Cash Shop and Premium Accounts
The economy is split between credits (silver) earned through play and gold purchased with real money. Gold can also be obtained through tournaments, events, contests, and by clans participating in Clan Wars. It is primarily used for premium content such as premium vehicles, premium ammunition, and consumables, and it can also upgrade an account to premium status.
Premium accounts grant 50% more credits and experience per battle, which has a clear impact on progression speed. Gold also covers convenience and customization options like permanent camouflage patterns, equipment dismounts, crew training, extra garage slots, clan creation, and name changes. Paying players can gain practical advantages, but the game still allows free-to-play users to access the full matchmaking experience without hard locks.
Final Verdict – Excellent
World of Tanks remains an impressively layered PvP MMO, with meaningful choices in both moment-to-moment combat and long-term progression. It can be harsh on newcomers and the pace will not suit everyone, but players who enjoy tactical team play, vehicle mastery, and competitive systems will find a game with real longevity. For a free-to-play title with this much depth, it earns a strong recommendation.
World of Tanks Links
World of Tanks Official Site
World of Tanks Wiki [Database / Guides]
World of Tanks Subreddit
World of Tanks Wikipedia Entry
World of Tanks Metacritic Page
World of Tanks System Requirements
Minimum Requirements:
Operating System: Windows XP / Vista / 7 / 8
CPU: Intel Pentium 4 2.2 GHz
Video Card: Nvidia GeForce 6800 / ATI X1800 with 256 mb ram
RAM: 2 GB
Hard Disk Space: 16 GB
Recommended Requirements:
Operating System: Windows XP / Vista / 7 / 8
CPU: Intel Core i5-3330 or better
Video Card: Nvidia GeForce GTX660 / ATI Radeon HD 7850 or better
RAM: 4 GB or better
Hard Disk Space: 30 GB or more
World of Tanks Music & Soundtrack
World of Tanks Additional Information
Developer: Wargaming
Game Engine: Bigworld
Composer: Sergey Khmelevsky
Alpha Testing: September 2009 (Russia)
Closed Beta Testing: January 30, 2010 (Russia), July 8, 2010 (English)
Open Beta Testing: June 24, 2010 (Russia), January 27, 2011 (English)

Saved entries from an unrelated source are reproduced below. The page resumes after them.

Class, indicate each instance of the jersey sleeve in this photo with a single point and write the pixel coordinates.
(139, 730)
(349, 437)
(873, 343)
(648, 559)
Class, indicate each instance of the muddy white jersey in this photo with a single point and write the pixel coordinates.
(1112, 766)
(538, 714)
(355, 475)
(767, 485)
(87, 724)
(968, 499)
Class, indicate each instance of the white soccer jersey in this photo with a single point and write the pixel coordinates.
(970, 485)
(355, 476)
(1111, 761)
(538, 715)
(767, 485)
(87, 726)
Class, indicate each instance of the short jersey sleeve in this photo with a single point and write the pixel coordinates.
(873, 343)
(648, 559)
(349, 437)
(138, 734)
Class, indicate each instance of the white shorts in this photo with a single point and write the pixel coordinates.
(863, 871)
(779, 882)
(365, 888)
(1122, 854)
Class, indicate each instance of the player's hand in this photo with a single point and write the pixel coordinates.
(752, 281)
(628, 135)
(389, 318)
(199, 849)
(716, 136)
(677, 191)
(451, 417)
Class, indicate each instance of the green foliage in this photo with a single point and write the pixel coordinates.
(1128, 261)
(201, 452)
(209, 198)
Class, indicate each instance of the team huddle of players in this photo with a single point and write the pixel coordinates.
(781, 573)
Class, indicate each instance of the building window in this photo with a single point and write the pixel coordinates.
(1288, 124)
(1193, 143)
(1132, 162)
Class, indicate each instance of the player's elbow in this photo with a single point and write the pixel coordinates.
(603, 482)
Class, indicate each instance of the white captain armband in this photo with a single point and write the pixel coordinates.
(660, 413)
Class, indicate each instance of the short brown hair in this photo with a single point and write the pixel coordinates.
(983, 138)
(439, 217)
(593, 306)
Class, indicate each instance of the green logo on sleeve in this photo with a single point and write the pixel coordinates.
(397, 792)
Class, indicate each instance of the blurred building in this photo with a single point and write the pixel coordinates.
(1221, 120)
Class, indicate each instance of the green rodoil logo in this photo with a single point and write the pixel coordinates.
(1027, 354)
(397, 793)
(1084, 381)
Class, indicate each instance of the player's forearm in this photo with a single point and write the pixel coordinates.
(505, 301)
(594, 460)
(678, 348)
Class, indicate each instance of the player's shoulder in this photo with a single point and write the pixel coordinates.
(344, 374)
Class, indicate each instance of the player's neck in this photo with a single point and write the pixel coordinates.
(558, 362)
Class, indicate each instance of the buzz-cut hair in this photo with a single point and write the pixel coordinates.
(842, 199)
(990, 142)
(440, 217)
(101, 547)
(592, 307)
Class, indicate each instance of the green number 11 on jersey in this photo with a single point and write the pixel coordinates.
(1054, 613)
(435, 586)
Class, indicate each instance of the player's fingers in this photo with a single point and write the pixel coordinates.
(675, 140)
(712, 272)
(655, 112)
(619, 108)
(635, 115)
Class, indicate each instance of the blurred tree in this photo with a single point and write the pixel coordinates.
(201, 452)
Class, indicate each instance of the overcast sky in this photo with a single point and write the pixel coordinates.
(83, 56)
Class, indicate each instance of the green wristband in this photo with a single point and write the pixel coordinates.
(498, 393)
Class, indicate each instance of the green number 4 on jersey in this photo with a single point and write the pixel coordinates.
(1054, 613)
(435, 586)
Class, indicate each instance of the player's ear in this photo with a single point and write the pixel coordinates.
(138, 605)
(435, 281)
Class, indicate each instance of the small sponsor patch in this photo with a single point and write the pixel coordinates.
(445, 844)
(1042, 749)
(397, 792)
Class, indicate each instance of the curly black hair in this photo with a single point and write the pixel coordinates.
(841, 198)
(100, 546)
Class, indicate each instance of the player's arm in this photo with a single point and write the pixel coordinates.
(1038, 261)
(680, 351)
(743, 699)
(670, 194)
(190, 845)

Open Beta Date: August 21, 2008 – September 3, 2008 (North America)
Foreign Releases:
Russia: August 12, 2010
China: March, 15 2011
Europe: April 12, 2011
Singapore: March 8, 2012
Vietnam: March 16, 2012
Korea: December 27, 2012
Japan: September 5, 2013
Other Platforms:
Xbox 360: World of Tanks Xbox 360 Edition – released on February 12, 2014. Developed on a different engine (Despair), and requires seperate account to access. PC/Xbox players cannot play together.
Xbox One: 2015 release date announced.
Mobile: World of Tanks Blitz – released on February 24, 2015. Available on iTunes and Google Play store.

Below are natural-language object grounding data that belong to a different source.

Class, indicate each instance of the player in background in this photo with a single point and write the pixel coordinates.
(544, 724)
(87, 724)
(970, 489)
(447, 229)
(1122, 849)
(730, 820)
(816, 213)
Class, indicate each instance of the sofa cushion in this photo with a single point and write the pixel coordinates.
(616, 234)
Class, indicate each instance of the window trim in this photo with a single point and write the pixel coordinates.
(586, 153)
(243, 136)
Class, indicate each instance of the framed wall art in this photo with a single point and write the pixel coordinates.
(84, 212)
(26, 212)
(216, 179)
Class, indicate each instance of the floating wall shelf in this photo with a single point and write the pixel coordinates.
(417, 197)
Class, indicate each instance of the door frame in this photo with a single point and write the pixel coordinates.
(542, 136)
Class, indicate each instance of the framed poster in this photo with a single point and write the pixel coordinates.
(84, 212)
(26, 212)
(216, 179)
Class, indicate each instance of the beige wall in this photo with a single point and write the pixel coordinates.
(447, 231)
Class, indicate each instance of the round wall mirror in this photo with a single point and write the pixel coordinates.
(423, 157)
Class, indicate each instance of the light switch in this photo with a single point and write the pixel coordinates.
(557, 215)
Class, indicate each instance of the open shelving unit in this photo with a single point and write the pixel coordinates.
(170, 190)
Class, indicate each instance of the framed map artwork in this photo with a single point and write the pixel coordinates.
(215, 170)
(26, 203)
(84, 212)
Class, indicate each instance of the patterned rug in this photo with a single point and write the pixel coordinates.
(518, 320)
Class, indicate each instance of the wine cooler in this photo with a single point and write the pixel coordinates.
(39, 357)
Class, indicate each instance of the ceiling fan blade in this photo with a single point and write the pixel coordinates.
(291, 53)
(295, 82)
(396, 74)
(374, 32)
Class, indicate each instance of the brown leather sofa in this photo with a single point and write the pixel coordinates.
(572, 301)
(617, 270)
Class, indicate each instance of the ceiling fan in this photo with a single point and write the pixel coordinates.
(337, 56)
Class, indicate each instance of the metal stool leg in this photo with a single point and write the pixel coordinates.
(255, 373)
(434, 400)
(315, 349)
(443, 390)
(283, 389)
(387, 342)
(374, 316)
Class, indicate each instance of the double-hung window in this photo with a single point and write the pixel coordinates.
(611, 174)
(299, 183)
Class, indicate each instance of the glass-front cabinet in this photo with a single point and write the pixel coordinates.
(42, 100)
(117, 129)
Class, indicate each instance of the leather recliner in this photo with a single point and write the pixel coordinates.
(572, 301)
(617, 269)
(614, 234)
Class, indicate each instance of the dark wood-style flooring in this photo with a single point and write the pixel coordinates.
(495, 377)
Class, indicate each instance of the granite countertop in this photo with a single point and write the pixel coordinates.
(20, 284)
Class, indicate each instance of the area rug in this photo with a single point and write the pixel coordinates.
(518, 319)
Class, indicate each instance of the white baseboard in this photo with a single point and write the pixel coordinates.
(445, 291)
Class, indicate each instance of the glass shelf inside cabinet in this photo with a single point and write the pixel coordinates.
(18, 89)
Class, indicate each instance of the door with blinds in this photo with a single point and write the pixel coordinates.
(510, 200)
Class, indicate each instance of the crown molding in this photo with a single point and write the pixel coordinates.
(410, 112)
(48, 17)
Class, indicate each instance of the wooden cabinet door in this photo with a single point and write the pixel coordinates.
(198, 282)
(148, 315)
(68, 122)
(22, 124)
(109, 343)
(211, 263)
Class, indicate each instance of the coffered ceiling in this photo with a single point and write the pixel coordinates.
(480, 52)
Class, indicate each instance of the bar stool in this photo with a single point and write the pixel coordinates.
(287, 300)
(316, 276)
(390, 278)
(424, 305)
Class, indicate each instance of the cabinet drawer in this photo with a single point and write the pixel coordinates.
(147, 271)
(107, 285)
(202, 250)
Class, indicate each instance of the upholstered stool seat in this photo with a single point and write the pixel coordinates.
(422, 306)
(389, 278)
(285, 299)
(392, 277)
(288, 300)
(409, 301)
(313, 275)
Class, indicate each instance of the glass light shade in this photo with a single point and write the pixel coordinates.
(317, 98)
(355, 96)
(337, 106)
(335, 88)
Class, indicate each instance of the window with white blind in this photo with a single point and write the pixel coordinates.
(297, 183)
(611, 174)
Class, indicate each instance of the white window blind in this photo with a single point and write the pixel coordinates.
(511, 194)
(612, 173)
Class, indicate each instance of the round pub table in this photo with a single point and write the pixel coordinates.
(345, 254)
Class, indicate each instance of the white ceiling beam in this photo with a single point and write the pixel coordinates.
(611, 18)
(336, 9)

Development History / Background:
The initial idea for World of Tanks was outlined in December 2008 and the project was publicly announced on April 24, 2009. Wargaming is based in Cyprus, with Russian and Belorussian origins. Following the game’s early success, the studio expanded its reach with console support and later introduced a mobile version.

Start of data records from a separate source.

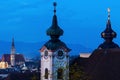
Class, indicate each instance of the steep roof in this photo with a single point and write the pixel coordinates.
(104, 64)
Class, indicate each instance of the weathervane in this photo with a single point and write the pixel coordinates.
(108, 13)
(54, 4)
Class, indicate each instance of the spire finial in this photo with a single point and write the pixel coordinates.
(54, 4)
(108, 13)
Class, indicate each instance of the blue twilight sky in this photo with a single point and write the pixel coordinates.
(82, 20)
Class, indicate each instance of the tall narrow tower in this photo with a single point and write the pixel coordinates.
(12, 56)
(108, 34)
(54, 54)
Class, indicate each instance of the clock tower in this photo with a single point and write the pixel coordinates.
(54, 54)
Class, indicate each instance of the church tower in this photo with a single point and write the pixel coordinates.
(54, 54)
(12, 56)
(108, 34)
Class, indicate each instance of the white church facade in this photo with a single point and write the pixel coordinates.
(54, 54)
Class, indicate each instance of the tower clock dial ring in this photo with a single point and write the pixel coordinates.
(60, 54)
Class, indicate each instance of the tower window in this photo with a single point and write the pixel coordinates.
(60, 74)
(46, 53)
(46, 73)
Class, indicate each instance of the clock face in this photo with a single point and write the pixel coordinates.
(60, 54)
(46, 54)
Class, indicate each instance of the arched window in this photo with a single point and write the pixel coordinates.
(46, 73)
(60, 73)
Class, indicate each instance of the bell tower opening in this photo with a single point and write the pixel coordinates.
(60, 74)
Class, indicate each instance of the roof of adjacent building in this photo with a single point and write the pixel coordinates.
(18, 58)
(104, 64)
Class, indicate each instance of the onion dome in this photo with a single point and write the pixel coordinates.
(54, 31)
(108, 34)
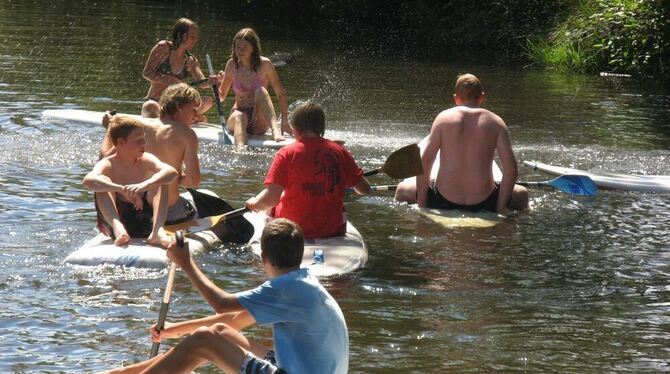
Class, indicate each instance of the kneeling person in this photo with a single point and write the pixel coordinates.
(307, 179)
(135, 198)
(309, 330)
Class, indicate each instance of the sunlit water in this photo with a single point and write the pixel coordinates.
(573, 285)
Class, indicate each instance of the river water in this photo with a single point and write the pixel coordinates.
(573, 285)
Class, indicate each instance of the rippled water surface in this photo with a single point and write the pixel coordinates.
(573, 285)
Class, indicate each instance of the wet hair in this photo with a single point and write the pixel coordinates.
(309, 117)
(283, 243)
(178, 94)
(250, 36)
(179, 31)
(121, 126)
(468, 87)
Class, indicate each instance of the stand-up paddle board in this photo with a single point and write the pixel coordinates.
(204, 131)
(628, 182)
(101, 249)
(324, 256)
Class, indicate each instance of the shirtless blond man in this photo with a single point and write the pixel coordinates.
(467, 137)
(172, 140)
(131, 187)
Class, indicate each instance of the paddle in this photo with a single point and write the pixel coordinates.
(202, 224)
(162, 314)
(219, 107)
(403, 163)
(573, 184)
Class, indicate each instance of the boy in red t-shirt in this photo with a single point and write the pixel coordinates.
(313, 174)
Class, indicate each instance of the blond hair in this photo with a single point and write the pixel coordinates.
(178, 94)
(468, 87)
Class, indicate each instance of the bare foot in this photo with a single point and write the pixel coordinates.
(160, 239)
(121, 235)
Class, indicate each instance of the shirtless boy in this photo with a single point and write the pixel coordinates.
(467, 137)
(173, 141)
(309, 331)
(131, 187)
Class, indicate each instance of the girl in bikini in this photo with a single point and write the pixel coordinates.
(249, 73)
(169, 63)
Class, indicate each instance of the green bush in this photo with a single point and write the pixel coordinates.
(625, 36)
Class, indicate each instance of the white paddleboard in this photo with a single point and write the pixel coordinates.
(643, 183)
(101, 249)
(325, 256)
(204, 131)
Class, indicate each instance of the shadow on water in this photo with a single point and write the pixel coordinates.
(573, 285)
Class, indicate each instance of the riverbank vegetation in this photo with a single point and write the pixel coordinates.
(625, 36)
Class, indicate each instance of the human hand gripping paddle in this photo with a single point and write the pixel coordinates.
(403, 163)
(573, 184)
(162, 314)
(202, 224)
(219, 107)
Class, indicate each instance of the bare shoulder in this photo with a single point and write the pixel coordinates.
(494, 118)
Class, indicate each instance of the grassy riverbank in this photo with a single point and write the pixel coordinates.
(621, 36)
(625, 36)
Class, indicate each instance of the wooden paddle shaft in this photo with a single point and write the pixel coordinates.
(162, 314)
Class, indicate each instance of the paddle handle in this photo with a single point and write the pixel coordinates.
(165, 304)
(217, 100)
(389, 187)
(371, 173)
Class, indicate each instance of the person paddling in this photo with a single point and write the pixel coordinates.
(309, 330)
(174, 142)
(169, 63)
(467, 137)
(307, 179)
(249, 74)
(131, 187)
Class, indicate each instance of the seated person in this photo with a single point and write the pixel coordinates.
(307, 179)
(131, 187)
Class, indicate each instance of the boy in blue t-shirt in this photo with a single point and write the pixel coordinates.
(310, 334)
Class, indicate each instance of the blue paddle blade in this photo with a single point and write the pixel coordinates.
(574, 184)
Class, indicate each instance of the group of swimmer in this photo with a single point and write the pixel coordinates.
(144, 162)
(246, 72)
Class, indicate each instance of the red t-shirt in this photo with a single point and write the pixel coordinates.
(314, 173)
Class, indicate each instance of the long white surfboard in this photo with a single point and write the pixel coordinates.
(323, 256)
(628, 182)
(101, 249)
(204, 131)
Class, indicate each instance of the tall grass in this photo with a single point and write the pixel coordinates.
(612, 35)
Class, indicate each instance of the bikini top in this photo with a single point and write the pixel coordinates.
(165, 67)
(238, 87)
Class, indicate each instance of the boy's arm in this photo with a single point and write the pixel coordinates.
(98, 180)
(510, 169)
(265, 199)
(219, 299)
(428, 154)
(162, 174)
(191, 175)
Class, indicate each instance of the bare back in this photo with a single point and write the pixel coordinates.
(467, 139)
(177, 146)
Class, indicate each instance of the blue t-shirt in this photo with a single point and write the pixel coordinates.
(310, 334)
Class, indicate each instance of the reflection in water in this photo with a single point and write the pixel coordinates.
(575, 284)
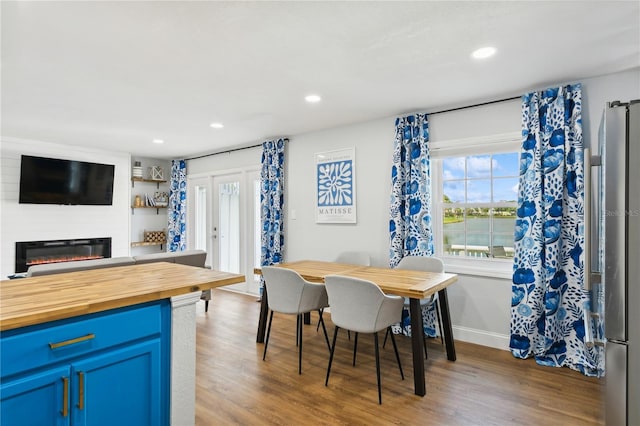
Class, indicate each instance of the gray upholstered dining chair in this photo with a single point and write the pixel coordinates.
(428, 264)
(354, 258)
(360, 306)
(289, 293)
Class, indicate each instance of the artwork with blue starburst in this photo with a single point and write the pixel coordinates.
(335, 186)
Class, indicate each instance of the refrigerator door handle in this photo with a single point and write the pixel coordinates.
(590, 277)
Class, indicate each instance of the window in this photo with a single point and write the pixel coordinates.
(475, 188)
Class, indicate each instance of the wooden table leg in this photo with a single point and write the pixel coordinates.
(262, 318)
(417, 344)
(446, 324)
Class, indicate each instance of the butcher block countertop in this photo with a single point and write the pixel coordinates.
(35, 300)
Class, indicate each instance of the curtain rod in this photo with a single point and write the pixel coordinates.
(474, 105)
(428, 113)
(224, 152)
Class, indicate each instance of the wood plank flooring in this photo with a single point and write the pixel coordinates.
(485, 386)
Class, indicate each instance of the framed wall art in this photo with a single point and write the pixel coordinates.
(336, 186)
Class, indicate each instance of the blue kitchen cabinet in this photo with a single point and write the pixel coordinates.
(110, 368)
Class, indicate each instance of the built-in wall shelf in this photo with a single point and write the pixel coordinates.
(146, 243)
(157, 182)
(133, 208)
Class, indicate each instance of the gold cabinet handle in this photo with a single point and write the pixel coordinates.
(72, 341)
(65, 396)
(81, 390)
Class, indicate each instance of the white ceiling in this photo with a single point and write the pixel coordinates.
(119, 74)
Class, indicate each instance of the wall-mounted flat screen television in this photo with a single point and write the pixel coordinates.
(56, 181)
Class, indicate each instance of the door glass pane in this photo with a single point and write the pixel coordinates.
(453, 191)
(479, 191)
(257, 235)
(453, 168)
(229, 226)
(506, 164)
(505, 189)
(200, 234)
(479, 166)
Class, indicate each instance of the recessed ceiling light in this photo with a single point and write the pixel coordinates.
(484, 52)
(312, 99)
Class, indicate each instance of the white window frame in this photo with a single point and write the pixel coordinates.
(438, 150)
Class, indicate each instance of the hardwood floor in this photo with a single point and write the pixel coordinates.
(484, 386)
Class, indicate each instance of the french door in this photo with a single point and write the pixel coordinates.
(224, 220)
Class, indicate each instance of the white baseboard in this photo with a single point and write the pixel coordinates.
(481, 337)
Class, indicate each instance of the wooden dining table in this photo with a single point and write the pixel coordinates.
(415, 285)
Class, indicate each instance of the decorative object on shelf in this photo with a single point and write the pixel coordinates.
(156, 173)
(149, 201)
(155, 236)
(161, 199)
(137, 169)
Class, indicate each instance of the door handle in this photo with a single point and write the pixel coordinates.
(65, 396)
(80, 390)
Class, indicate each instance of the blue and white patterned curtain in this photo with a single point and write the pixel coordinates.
(410, 211)
(272, 202)
(177, 212)
(548, 295)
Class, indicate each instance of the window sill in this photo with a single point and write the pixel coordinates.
(482, 268)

World of Tanks has proven to be enormously successful with over 75 million registered users and over 1.1 million peak concurrent players as of December 2013. World of Tanks earned $372 million in microtransaction revenue in 2013, making it the fourth highest grossing free-to-play title for the year.
Two companion games, titled World of Warplanes and World of Warships, allow players to use their same account to battle in the air or at sea.